Shaham v Tenet Health
In yet another physician who could not leave well enough alone. The plaintiff was put on a focused peer review and exonerated. he then sued for defamation in an area that believes in the Anti-SLAPP concept unique to California. He lost for several reasons. The main one is that the peer review process is protected speech and the second was he had no facts. He also acted as his own attorney.
Roberts v Legacy Meridian Park
Dr. Roberts, a neurosurgeon, had his privileges restricted. He sued for racial discrimination and as part of the suit wanted his and other peer review records. As there is no federal peer review privilege in the 9th Circuit and he sued in federal court for a federal reason the court allowed his motion for both his and his fellow neurosurgeon's peer review records.
Riley v St. Mary Med Ctr
A 62 year old nurse complained that she was being harassed by another nurse. In response the hospital gave her less shifts as a Charge Nurse and gave the other shifts to a younger nurse. After hiring another younger nurse the plaintiff was fired. She sued for age discrimination. The court said the claim for termination could go forward but no claim for disability since she did not provide adequate factual basis for the claim.
Aawad v Lago Med Ctr
In hopefully the end to this case, Dr. Aawad has been denied the ability to go forward with this case. He is attempting to prove his dismissal from the hospital was discrimination when the hospital showed a non-discriminatory reason fro letting him go. He could not rebut the hospital reason adequately.
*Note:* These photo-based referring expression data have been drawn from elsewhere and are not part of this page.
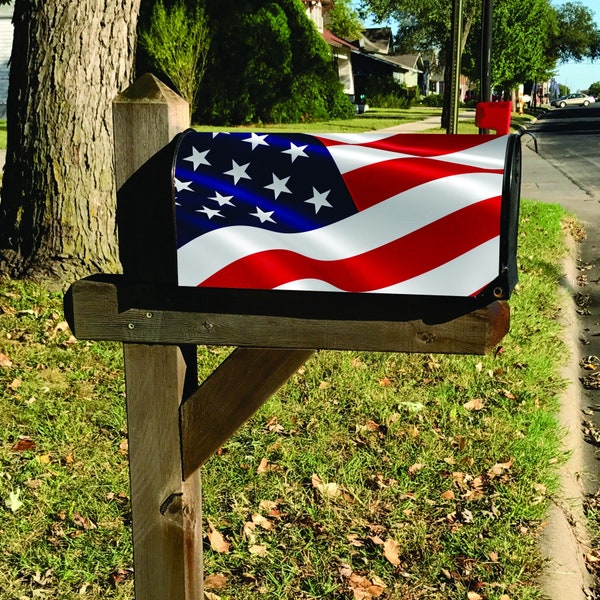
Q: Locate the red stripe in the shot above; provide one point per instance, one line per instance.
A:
(419, 144)
(400, 260)
(377, 182)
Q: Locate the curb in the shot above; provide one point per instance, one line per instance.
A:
(565, 541)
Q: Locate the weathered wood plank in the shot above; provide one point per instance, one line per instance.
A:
(232, 393)
(95, 314)
(166, 511)
(166, 514)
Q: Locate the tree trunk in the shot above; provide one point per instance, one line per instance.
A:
(57, 212)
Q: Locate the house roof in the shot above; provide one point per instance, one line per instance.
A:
(337, 42)
(6, 11)
(386, 60)
(376, 39)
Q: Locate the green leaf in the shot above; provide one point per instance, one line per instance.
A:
(13, 502)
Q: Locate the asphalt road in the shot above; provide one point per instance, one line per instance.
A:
(569, 139)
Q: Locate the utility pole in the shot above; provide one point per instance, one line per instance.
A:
(457, 12)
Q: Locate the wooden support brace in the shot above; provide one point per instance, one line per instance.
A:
(166, 511)
(94, 312)
(232, 393)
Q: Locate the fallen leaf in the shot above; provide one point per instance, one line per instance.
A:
(327, 490)
(391, 551)
(83, 522)
(23, 444)
(415, 468)
(44, 459)
(475, 404)
(124, 447)
(355, 540)
(372, 425)
(12, 502)
(258, 550)
(15, 384)
(362, 588)
(217, 542)
(119, 576)
(217, 581)
(499, 469)
(262, 522)
(268, 505)
(263, 467)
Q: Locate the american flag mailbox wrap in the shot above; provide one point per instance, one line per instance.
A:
(373, 219)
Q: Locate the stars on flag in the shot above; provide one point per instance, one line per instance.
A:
(238, 172)
(198, 158)
(263, 215)
(256, 140)
(279, 186)
(210, 213)
(183, 185)
(280, 182)
(319, 199)
(296, 151)
(222, 200)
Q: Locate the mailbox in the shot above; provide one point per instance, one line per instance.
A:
(378, 222)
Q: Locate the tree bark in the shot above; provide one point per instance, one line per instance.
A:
(57, 209)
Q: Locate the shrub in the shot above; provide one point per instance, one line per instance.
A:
(268, 64)
(177, 41)
(384, 91)
(435, 100)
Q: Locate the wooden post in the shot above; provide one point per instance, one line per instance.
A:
(166, 511)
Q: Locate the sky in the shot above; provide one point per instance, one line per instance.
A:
(577, 76)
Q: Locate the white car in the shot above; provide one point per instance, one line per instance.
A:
(577, 99)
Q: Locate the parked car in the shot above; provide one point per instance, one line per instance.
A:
(577, 99)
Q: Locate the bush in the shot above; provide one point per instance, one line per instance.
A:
(177, 41)
(434, 100)
(383, 91)
(268, 64)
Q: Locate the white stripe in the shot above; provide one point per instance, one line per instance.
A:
(462, 276)
(371, 228)
(489, 155)
(355, 138)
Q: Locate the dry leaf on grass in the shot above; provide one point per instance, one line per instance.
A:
(23, 444)
(475, 404)
(217, 581)
(258, 550)
(217, 542)
(391, 551)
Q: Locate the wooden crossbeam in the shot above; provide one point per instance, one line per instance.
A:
(95, 313)
(229, 396)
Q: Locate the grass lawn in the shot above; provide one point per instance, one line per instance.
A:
(368, 475)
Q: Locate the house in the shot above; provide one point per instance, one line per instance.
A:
(342, 54)
(316, 10)
(6, 37)
(341, 49)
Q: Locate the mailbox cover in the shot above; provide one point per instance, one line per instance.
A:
(372, 213)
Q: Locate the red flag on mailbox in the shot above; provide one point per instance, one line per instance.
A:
(366, 213)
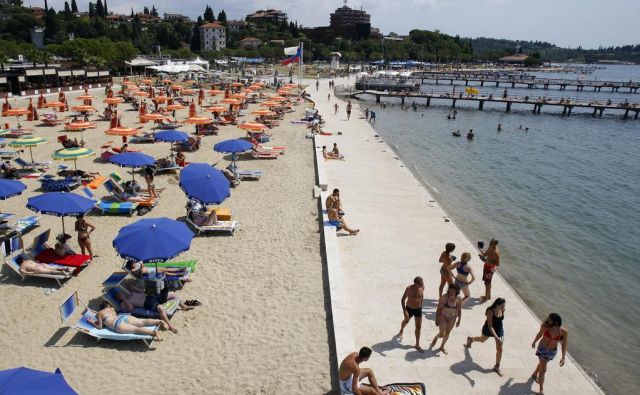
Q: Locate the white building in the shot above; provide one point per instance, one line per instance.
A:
(212, 37)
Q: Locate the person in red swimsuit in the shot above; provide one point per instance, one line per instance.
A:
(551, 332)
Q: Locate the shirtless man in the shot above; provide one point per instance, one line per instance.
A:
(350, 374)
(150, 302)
(333, 201)
(412, 307)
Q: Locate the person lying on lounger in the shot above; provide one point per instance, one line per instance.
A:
(125, 323)
(139, 270)
(29, 267)
(152, 303)
(336, 220)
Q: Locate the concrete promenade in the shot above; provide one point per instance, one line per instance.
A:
(403, 231)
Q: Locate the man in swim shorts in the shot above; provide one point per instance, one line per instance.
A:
(412, 307)
(350, 374)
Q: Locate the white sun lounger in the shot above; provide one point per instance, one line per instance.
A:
(13, 265)
(222, 226)
(72, 305)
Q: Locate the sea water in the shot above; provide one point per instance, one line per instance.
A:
(563, 198)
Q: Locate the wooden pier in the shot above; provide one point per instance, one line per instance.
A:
(529, 82)
(567, 105)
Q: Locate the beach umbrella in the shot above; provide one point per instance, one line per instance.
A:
(73, 154)
(204, 183)
(35, 382)
(153, 240)
(28, 142)
(233, 147)
(60, 204)
(171, 136)
(133, 160)
(10, 188)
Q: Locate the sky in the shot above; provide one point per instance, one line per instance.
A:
(567, 23)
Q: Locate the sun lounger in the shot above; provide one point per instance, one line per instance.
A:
(221, 226)
(23, 225)
(109, 295)
(7, 153)
(31, 165)
(72, 306)
(111, 207)
(56, 184)
(15, 266)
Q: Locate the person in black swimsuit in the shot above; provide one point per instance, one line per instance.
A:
(412, 307)
(493, 327)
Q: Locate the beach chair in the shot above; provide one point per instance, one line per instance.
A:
(76, 314)
(221, 226)
(15, 266)
(24, 225)
(51, 184)
(127, 208)
(109, 295)
(31, 165)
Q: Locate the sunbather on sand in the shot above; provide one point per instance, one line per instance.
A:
(29, 267)
(125, 323)
(337, 221)
(152, 303)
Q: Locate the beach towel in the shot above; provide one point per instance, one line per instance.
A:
(74, 260)
(404, 388)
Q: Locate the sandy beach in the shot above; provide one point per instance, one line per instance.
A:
(263, 324)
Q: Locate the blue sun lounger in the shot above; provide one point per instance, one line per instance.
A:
(77, 314)
(111, 207)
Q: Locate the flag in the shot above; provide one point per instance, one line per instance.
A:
(293, 59)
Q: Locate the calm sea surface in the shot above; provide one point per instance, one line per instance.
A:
(562, 198)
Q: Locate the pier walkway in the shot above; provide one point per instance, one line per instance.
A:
(536, 104)
(403, 232)
(529, 82)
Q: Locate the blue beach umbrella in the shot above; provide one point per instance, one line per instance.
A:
(204, 183)
(133, 159)
(10, 188)
(153, 240)
(29, 381)
(233, 147)
(60, 204)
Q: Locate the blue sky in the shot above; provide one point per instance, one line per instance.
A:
(589, 23)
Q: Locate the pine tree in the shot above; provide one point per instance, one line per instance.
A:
(222, 17)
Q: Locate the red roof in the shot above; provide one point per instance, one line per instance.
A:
(212, 25)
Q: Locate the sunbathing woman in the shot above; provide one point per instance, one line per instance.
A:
(449, 308)
(552, 333)
(445, 273)
(29, 267)
(125, 323)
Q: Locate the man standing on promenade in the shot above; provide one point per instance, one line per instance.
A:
(412, 307)
(350, 374)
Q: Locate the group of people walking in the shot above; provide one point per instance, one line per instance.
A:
(449, 315)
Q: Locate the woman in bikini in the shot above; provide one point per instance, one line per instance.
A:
(493, 327)
(445, 273)
(462, 276)
(551, 332)
(125, 323)
(449, 309)
(84, 229)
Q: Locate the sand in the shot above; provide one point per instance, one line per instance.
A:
(263, 325)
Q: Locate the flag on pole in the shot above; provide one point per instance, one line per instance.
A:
(295, 56)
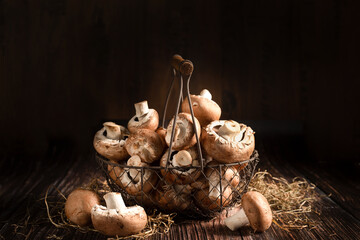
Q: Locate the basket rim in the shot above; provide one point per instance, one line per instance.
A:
(254, 157)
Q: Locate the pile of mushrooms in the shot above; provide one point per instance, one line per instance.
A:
(181, 184)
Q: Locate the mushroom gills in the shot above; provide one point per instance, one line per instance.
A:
(236, 220)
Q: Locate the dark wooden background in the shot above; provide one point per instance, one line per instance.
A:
(289, 66)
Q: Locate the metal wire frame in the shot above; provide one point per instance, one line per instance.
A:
(194, 209)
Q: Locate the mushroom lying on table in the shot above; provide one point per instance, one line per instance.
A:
(110, 141)
(116, 218)
(205, 109)
(184, 134)
(144, 118)
(255, 212)
(145, 143)
(78, 206)
(186, 160)
(228, 141)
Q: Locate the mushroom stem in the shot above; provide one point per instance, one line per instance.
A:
(112, 130)
(238, 220)
(114, 200)
(134, 172)
(206, 94)
(182, 159)
(230, 130)
(141, 108)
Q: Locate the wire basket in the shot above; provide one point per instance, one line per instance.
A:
(193, 191)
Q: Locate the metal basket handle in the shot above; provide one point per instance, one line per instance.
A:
(182, 69)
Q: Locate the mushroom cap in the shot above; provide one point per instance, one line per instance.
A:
(183, 175)
(202, 199)
(186, 137)
(113, 149)
(121, 177)
(226, 151)
(79, 204)
(146, 144)
(148, 121)
(123, 222)
(205, 110)
(258, 210)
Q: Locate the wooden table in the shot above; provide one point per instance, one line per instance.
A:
(24, 180)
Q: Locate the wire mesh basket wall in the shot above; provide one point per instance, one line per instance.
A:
(198, 190)
(151, 187)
Dudark v Southwestern Med Ctr.
The therapist complained to her supervisor that she was being paid the same as two less experienced black therapists and for that she she received a warning from the supervisor's supervisor (Doyle). A year later she reported Doyle for a HIPAA violation as well as the pay issue and for that she was terminated. She sued. She won at summary judgment and the case will either go to trial or be settled. Top
In the continuing fiasco called EHR, people are still being injured and their data compromised. Remember EHR is for collection of data not patient care and all this is unnecessary.
Patients v Molina Healthcare
A contractor for Molina Health sent out postcards with patient's SSN. Idiocy never rests. This was over 5000 people.
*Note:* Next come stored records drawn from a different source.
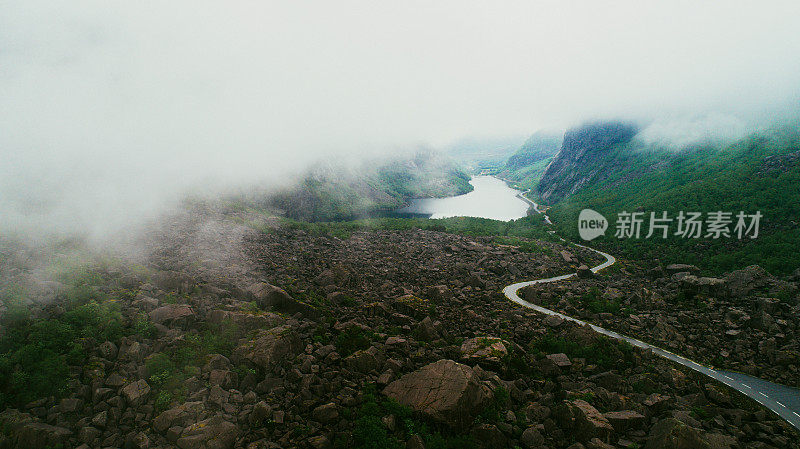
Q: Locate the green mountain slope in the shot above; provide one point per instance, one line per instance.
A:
(339, 193)
(527, 165)
(759, 173)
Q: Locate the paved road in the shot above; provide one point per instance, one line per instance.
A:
(782, 400)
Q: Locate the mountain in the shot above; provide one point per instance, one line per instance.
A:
(605, 167)
(529, 162)
(330, 192)
(583, 158)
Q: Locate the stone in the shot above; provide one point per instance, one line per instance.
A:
(625, 420)
(211, 433)
(365, 360)
(532, 438)
(270, 347)
(561, 360)
(671, 433)
(326, 413)
(584, 272)
(489, 436)
(681, 268)
(589, 422)
(181, 415)
(445, 391)
(260, 414)
(483, 349)
(36, 435)
(108, 350)
(246, 321)
(319, 442)
(269, 296)
(136, 393)
(172, 314)
(70, 405)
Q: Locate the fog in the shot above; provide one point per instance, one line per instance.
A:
(111, 111)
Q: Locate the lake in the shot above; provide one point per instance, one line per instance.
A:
(492, 198)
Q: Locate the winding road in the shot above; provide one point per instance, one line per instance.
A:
(782, 400)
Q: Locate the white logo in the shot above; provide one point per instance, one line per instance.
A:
(591, 224)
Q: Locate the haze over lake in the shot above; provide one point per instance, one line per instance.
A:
(492, 198)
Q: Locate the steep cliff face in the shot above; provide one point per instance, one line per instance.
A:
(584, 158)
(538, 147)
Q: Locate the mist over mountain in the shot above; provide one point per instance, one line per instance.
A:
(113, 114)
Patients v UMass Memorial Med Ctr.
The healthcare entity notified 2400 people that an employee hacked their information and may have used it to open phony credit cards.
HHS (OCR) v New York Presbyterian
HHS (OCR) has fined New York Presbyterian Hospital and Columbia University $4.8 million for not having security precautions on their ePHI and allowing about 6000 records to be posted on the open internet. The fine is $3.3 million for New York Pres and $1.5 million for Columbia. They also have to put in appropriate security. Top
Sissel v HHS
The suit is again to toss Obamacare as unconstitutional. The basis this time is the Senate initiated the law when it was a tax (according to Roberts) and this is against the Constitution Origination Clause. However the Senate only amended a bill that originated in the House. The original bill was three pages long and the Obamacare was thousands. The original bill had to do with housing tax credits for veterans not healthcare. However it was a tax bill. Top
DISCLAIMER: Although this article is updated periodically, it reflects the author's point of view at the time of publication. Nothing in this article constitutes legal advice. Readers should consult with their own legal counsel before acting on any of the information presented.